Sosyal Medya

Veysi Dündar: BİZ SİZDE TUTUKLU KALDIK

19 Ocak 2022

KENDİ HAYATIMIZDAN ÇALDIK

Cübbeli Ahmet’in bile cübbesini savura savura Ali Babacan’a laf yetiştirdiği günlerden geçiyoruz.

Erdoğan’ın siyasal İslamcı özünden nemalanan Cübbeli gibiler için, “bulunmaz Hint kumaşı gündemler bunlar”.

Neymiş, Adem Babamıza Havva Annemize Sezen Aksu “cahil” demiş.
Minik Serçe aslında kara kuzgun imiş.

Siyasal İslamı koyu milliyetçilikle karıştırdığınızda Hülya Avşar-Serdar Ortaç karışımı elde edersiniz.

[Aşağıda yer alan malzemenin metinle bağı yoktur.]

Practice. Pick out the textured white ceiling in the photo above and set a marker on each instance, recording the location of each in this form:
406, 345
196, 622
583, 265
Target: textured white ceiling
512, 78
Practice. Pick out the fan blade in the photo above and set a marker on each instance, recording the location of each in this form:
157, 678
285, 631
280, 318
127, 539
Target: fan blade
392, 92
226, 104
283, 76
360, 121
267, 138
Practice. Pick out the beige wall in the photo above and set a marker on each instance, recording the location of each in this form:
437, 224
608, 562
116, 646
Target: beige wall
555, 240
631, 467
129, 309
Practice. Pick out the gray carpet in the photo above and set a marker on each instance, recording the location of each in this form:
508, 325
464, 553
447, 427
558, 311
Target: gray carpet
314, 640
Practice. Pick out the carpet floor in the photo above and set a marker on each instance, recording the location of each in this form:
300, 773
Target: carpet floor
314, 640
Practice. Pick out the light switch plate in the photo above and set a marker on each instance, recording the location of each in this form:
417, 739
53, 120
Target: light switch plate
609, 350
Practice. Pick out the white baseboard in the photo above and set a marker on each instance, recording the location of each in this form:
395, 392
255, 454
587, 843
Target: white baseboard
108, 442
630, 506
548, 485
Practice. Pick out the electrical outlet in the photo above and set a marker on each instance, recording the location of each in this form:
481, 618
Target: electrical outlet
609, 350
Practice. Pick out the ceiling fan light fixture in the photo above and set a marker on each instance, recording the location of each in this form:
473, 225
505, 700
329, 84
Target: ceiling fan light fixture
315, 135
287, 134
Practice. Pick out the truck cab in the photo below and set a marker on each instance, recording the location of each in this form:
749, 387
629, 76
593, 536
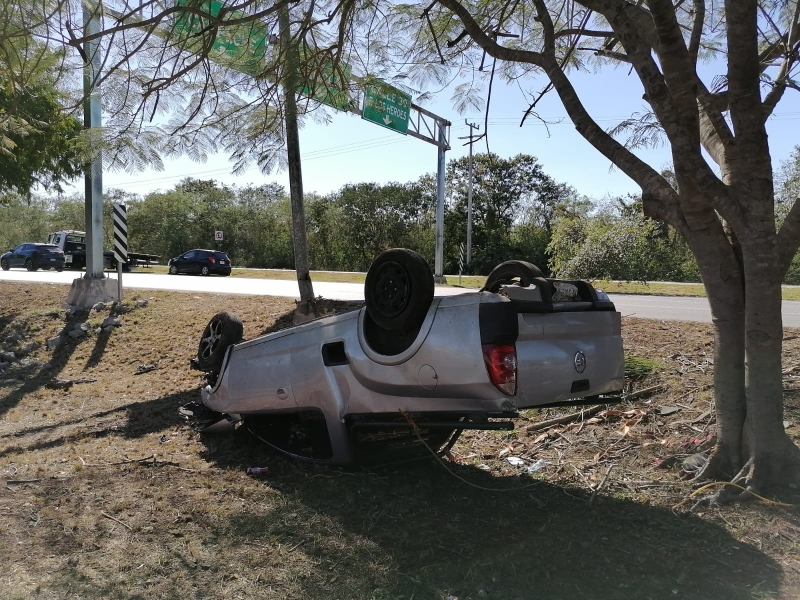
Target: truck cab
73, 244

Hülya Hanımı simite olan sevgisinden anımsıyoruz.

Konser bileti 1743 simit ediyor. İster 1743 simit ister 4000 lira hangisini tercih ederseniz onunla ödeme yapabilirsiniz. Malum Hülya hanım simite razı.

7 CİHAN DOLANDIK 

AKP’nin ülkeyi düşürdüğü yerden çıkaramayacağı aşikar. Bu nedenle devir safları sıklaştırma devri.

Sezen Aksu’yu bile yemeye niyetli bu safı sıkıştıran kadro. Sezen Aksu her zaman politikti. Hatta “Evet ama yetersiz” diyerek 2010 referandumunda görüş beyan etmesi nedeniyle, kimilerince AKP’liler arasına dahi konmuştu. Bir de Eşkıya’yı izlediğinde protoplazmama kadar etkilendim diyerek kendini ifade etmişti. O zamanda eşkıya sever diye linç edilmişti. Zamanın Bahçelisi tarafından.

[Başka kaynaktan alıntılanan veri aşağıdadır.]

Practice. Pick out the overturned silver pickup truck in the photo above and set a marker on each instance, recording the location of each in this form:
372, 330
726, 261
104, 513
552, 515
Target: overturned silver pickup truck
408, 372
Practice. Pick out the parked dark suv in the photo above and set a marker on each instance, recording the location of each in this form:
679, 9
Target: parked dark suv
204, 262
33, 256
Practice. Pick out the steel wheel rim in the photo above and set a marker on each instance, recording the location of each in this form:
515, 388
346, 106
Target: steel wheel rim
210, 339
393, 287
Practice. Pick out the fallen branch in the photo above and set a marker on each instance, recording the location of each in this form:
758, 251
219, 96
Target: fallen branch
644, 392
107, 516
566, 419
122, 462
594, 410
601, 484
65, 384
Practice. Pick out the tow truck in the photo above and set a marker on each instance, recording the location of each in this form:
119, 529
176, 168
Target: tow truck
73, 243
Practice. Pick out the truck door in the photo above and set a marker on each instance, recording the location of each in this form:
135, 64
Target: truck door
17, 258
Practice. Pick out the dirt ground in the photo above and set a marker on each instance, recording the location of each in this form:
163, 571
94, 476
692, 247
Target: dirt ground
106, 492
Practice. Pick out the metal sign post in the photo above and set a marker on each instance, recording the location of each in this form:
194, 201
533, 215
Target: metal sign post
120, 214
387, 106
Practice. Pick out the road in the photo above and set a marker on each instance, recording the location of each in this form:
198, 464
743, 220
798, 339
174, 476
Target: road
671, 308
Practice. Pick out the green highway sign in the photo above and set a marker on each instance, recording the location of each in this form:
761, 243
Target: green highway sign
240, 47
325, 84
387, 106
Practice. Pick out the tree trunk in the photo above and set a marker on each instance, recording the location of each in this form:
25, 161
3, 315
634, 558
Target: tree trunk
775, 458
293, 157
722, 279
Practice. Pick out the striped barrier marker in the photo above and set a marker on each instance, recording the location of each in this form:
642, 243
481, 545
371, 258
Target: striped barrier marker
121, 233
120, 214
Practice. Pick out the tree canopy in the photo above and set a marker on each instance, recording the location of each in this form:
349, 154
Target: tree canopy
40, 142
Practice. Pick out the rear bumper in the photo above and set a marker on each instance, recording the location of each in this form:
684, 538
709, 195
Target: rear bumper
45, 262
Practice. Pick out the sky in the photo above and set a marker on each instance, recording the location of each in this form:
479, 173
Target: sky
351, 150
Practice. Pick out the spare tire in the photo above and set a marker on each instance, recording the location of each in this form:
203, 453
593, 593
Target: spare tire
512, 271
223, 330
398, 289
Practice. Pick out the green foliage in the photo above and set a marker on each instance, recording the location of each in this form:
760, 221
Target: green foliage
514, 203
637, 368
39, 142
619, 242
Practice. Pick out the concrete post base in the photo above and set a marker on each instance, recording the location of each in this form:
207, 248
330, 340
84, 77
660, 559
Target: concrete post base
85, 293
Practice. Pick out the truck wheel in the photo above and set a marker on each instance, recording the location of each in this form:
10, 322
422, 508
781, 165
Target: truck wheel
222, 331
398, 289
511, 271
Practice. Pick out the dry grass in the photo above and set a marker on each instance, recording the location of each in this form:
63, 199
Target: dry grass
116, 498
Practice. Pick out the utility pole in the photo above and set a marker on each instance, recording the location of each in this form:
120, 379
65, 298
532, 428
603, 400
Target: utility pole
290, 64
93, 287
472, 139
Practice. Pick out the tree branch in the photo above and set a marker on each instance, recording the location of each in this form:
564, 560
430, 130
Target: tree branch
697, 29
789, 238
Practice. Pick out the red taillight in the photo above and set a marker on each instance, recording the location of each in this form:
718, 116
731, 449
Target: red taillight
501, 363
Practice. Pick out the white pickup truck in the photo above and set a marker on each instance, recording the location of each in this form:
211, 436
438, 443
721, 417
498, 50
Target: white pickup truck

Görünen o ki ekonomideki feci durumdan çıkış bulamayan ikltidar bloku için, gündem değiştirmek ve kendilerini eleştirenleri halkın önüne atmak en kolay çare.

Sezen Aksu’nun 5 yıl önce yazdığı şarkıyı yeni yıl mesajı olarak kullanması AKP’li bir vekilin parlak zekası ile 2021 model “Şeytan Ayetleri” olarak gündemi işgal etti.

 

SAKLADIK SÖZLERİMİZİ

AKP’nin elindeki güvenlikçi politikanın dahi, Erdoğan’ın İmralı-Edirne diyalektiği içinde rotasının belirsizliği ayyuka çıkmış iken, “kubbeler miğfer minareler süngü” retoriğinin iş göreceğine inanç tam.

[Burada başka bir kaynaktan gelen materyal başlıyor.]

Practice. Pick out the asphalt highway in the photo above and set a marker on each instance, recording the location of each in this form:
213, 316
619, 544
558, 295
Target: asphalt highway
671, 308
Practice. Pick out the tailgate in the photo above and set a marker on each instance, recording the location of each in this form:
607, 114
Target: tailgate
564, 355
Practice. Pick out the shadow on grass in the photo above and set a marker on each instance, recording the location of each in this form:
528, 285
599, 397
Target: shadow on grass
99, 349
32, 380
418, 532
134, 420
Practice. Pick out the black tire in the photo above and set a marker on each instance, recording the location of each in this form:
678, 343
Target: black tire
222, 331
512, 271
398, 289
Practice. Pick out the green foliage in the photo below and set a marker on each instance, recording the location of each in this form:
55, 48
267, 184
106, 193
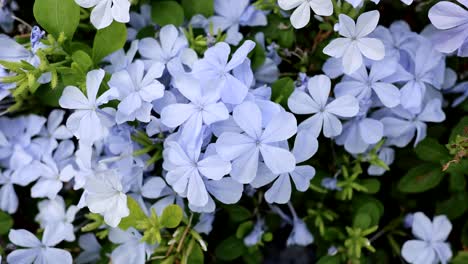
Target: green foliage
230, 249
193, 7
420, 178
6, 222
167, 12
109, 40
57, 16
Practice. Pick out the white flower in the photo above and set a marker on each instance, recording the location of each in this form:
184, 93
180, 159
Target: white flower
301, 16
37, 251
52, 213
355, 43
105, 11
103, 195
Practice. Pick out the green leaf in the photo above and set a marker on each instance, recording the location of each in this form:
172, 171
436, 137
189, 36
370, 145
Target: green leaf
136, 214
171, 216
238, 213
57, 16
230, 249
83, 60
109, 40
372, 185
167, 12
431, 150
329, 260
459, 128
281, 90
454, 207
6, 222
193, 7
420, 179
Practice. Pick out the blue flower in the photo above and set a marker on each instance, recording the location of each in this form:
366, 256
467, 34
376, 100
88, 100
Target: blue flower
244, 148
215, 67
324, 113
136, 90
430, 245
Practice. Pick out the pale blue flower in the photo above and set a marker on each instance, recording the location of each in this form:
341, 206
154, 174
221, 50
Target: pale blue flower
355, 42
280, 191
53, 214
37, 251
203, 108
186, 170
244, 148
136, 90
88, 123
451, 20
171, 43
363, 85
330, 183
91, 249
301, 15
255, 236
131, 249
106, 11
51, 179
324, 113
402, 125
430, 245
215, 67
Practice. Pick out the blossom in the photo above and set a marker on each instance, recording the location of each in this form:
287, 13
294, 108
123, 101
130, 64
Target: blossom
215, 67
244, 149
171, 43
53, 214
324, 114
186, 169
203, 108
355, 42
105, 11
402, 125
37, 251
362, 84
136, 91
52, 178
301, 15
451, 20
103, 195
91, 249
88, 123
430, 245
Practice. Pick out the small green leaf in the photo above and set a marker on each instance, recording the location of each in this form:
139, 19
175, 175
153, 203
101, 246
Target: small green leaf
57, 16
6, 222
109, 40
194, 7
431, 150
420, 179
167, 12
136, 214
171, 216
281, 90
230, 249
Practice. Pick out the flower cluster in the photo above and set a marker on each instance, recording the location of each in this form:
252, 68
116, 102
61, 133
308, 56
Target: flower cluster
148, 141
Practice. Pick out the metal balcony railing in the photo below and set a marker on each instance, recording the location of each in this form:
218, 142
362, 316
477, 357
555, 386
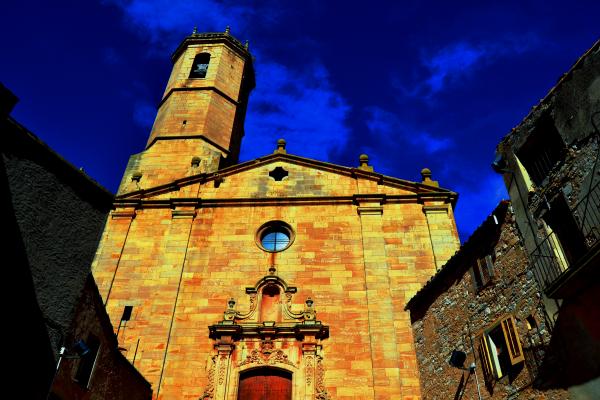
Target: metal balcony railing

Avrupa Konseyi’nin Türkiye’nin üyeliğini askıya alma uyarısı da, demokrasiye dönüş için motivasyon yaratmıyor.

Ekonomide “0” çeken iktidar bloku çareyi siyaseti kızıştırmakta buluyor.
“Ey Avrupa sen kimsin ya?”denilerek seçime gitmek heyecan verici geliyor aynı ırmakta yıkanmaktan bıkmayanlara.

SAVUR SAVUR BİTMİYOR

Türkiye’de gencecik evlatlar sapır sapır intihar ederken “Kurtların Sessizliği” isimli filmi izliyoruz.
Cemaat yurtlarında baskıdan, KHK zulmü altında babasızlıktan yorulan ufacık yürekler, sahip oldukları en değerli varlıktan, canlarından vaz geçiyor.

Bütün bunları kılları kıpırdamadan izleyenler kendi tahayyüllerindeki bu akıl ötesi siyasal İslam projesi hasar görmesin diye “Adem–Havva” üzerinden kendilerine muhalefet edeni sapkınlıkla suçluyor.

Sayın Özgür Özel alınmasın bütün bunlar 2021 yılının Türkiye’sinde oluyor. Orta Çağda değil. Orta Çağ’da bunlar olamaz zaten. Ancak bugünün post-truth yani gerçeklik ötesi çağında mümkündür böylesi bir akıl tutulması.

Türkiye’nin durağanlaşmasının politik bir sorun olduğunu ve bu politik sorunun siyasal İslam olduğunu kabul etmezsek tüm çözümlemelerimiz havada kalır.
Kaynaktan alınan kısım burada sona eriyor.